22   Commentaires Laisser un commentaire ?

La Comtesse Bleue (voir son site)

Je trouve dans ton récit cette forme d’apaisement qui ressemble sûrement à ce qu’a décelé ta psychologue. C’est sûrement dû au temps de réflexion que vous avez déjà eu mais il me semble que vous êtes très réalistes et à la fois enthousiastes. C’est tellement beau d’être prêt à accueillir un enfant un peu grand… Encore une fois, je vous souhaite toute le réussisse possible de votre projet !

le 03/04/2018 à 10h07 | Répondre

Mme Espoir

En fait en terme d’âge on est plutôt restrictifs. Un enfant grand en terme d’adoption c’est un enfant qui a plus de 6 ans. Beaucoup sont adoptés après 7 ou 8 ans. Là clairement ce n’est plus le même projet et no mon mari ni moi ne nous en sentons capables…

le 04/04/2018 à 09h14 | Répondre

Folie douce

Encore un article très bien écrit, on comprend bien ce que tu ressens, les questionnements et l’euphorie naissante. Par contre par rapport aux problèmes de santé j’ai une question, qui est peut-être naïve, mais au fond qu’est ce que ça change par rapport à faire un enfant biologique ? J’espère vraiment que ta question ne te heurtera pas et ne te paraitra pas stupide mais quand on fait un bébé on n’a aucune garantie qu’il ne va pas être atteint d’asthme ou d’un handicap/une maladie physique ou psychologique… Devenir parent c’est toujours un saut dans l’inconnu non ?

le 03/04/2018 à 14h29 | Répondre

Mme Figuier

Mme Espoir pourra répondre aussi, mais rapidement, voilà ce que ça change pour moi.

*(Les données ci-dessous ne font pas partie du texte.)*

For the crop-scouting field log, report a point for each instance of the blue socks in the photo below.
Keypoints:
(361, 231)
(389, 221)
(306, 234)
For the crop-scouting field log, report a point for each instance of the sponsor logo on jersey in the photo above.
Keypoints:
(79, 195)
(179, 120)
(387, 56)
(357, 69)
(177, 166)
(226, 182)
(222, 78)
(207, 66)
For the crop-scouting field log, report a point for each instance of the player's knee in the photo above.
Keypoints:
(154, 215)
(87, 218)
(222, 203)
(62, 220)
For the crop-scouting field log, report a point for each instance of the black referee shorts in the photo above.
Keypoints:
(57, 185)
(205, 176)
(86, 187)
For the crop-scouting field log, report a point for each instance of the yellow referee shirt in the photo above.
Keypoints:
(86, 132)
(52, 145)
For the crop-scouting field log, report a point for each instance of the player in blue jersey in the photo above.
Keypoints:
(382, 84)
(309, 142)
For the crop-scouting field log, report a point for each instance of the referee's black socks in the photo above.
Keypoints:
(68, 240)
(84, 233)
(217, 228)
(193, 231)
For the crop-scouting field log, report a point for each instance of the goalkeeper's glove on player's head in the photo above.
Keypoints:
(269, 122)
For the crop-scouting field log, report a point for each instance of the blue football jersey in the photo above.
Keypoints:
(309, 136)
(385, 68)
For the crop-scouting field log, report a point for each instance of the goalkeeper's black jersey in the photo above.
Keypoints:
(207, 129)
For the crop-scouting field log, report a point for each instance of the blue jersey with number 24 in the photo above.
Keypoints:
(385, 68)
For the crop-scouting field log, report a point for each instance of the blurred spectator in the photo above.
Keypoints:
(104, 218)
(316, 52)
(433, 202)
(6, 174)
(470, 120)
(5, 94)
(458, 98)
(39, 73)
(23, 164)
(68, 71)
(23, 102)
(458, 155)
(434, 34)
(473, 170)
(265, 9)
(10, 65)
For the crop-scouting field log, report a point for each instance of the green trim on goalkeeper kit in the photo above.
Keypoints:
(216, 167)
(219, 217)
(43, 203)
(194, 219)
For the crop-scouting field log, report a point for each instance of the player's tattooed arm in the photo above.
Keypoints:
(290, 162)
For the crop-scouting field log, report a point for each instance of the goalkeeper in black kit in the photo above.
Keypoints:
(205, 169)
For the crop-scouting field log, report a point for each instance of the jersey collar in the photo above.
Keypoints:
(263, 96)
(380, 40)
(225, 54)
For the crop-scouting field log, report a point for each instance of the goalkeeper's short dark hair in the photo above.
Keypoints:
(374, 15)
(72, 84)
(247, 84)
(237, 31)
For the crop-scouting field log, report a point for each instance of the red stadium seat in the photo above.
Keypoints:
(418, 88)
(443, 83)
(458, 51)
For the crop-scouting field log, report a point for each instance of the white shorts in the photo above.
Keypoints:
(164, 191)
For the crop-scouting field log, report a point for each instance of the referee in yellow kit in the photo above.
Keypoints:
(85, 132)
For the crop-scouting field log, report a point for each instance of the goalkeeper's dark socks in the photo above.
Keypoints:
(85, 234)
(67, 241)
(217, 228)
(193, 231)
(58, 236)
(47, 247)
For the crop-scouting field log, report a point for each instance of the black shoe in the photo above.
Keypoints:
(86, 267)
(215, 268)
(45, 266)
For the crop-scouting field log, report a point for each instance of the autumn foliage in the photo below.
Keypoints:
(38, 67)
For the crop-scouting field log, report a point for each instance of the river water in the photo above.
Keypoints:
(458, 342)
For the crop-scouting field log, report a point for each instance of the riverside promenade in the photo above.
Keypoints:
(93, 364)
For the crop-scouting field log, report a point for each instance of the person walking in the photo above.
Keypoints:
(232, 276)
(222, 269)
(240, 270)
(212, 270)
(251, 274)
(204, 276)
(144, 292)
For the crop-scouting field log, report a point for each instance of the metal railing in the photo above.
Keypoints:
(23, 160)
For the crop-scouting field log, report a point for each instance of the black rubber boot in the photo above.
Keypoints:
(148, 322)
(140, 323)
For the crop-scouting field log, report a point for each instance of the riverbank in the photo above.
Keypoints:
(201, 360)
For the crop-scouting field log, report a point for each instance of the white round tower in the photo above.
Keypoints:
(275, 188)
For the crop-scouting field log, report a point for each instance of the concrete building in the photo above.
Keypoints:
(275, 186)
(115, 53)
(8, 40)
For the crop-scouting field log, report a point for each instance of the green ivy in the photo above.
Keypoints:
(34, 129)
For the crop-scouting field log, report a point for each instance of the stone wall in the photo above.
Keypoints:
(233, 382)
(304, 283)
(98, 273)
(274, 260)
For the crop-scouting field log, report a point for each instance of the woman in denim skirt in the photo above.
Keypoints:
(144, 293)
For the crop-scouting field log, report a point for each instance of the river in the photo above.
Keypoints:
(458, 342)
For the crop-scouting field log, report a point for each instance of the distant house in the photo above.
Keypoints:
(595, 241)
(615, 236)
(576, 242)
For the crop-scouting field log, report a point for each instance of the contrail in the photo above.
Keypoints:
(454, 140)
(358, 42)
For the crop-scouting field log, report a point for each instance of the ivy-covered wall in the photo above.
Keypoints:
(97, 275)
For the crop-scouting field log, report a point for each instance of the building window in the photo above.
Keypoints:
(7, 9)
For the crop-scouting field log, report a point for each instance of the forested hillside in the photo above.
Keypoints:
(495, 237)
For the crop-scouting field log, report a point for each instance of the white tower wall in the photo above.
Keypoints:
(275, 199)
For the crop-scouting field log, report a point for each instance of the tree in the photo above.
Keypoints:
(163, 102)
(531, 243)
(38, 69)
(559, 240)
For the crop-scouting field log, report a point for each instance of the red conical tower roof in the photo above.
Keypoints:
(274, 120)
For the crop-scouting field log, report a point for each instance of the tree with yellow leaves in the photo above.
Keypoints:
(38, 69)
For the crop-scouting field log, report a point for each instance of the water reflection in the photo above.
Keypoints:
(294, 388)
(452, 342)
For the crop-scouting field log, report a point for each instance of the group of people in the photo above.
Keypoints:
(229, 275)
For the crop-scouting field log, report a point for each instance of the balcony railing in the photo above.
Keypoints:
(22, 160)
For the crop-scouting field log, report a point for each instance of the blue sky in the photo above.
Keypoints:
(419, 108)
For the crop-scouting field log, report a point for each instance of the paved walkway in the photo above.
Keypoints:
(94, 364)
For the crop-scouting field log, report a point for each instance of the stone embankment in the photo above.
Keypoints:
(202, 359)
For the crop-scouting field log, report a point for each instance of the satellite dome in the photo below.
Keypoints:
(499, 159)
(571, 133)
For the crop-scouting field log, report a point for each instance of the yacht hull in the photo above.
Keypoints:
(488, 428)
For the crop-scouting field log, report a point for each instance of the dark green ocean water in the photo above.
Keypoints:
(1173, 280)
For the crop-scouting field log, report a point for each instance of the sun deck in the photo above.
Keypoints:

Déjà, un enfant adopté, surtout un peu grand, c’est déjà un challenge et un tas de défis à relever, pour lui comme pour les parents, même quand il est en (relativement) bonne santé. Donc des problèmes de santé qui pourraient être dans l’absolu gérables, viennent potentiellement se rajouter à tout le reste, ce qu’on appelle « la normalité adoptive » : difficultés d’attachement, retards de développement psychomoteur, problèmes scolaires, etc. Il ne faut pas négliger ces aspects, qui peuvent déjà être très chronophages, nécessiter un suivi plus ou moins fréquent et long, une grande disponibilité des parents, etc.
– Avec un enfant adopté, comme avec un enfant biologique, il peut évidemment y avoir des « surprises », des soucis auxquels on ne s’attendait pas, qu’on ne pensait pas devoir gérer, et quand cela survient, et bien on fait face et on avance. Dans ce cas, bien sûr, les parents adoptifs font face comme les autres : un enfant adopté peut se révéler TDAH, dyslexique, autiste, avoir des problèmes de santé qui n’étaient pas détectés au moment de l’adoption (ou qui ont été cachés, mais c’est un autre débat), tomber gravement malade par la suite… tout comme un enfant biologique. La question, c’est plutôt de choisir ce à quoi tu es ouvert dès le départ, et que donc tu SAIS que ton enfant aura. C’est une chose de se dire que si ton enfant naît sourd, ou trisomique, ou avec un bras en moins, tu feras « avec », c’est autre chose de te dire que tu CHOISIS dès le départ d’avoir un enfant avec ce handicap (ce sont des exemples parmi d’autres…).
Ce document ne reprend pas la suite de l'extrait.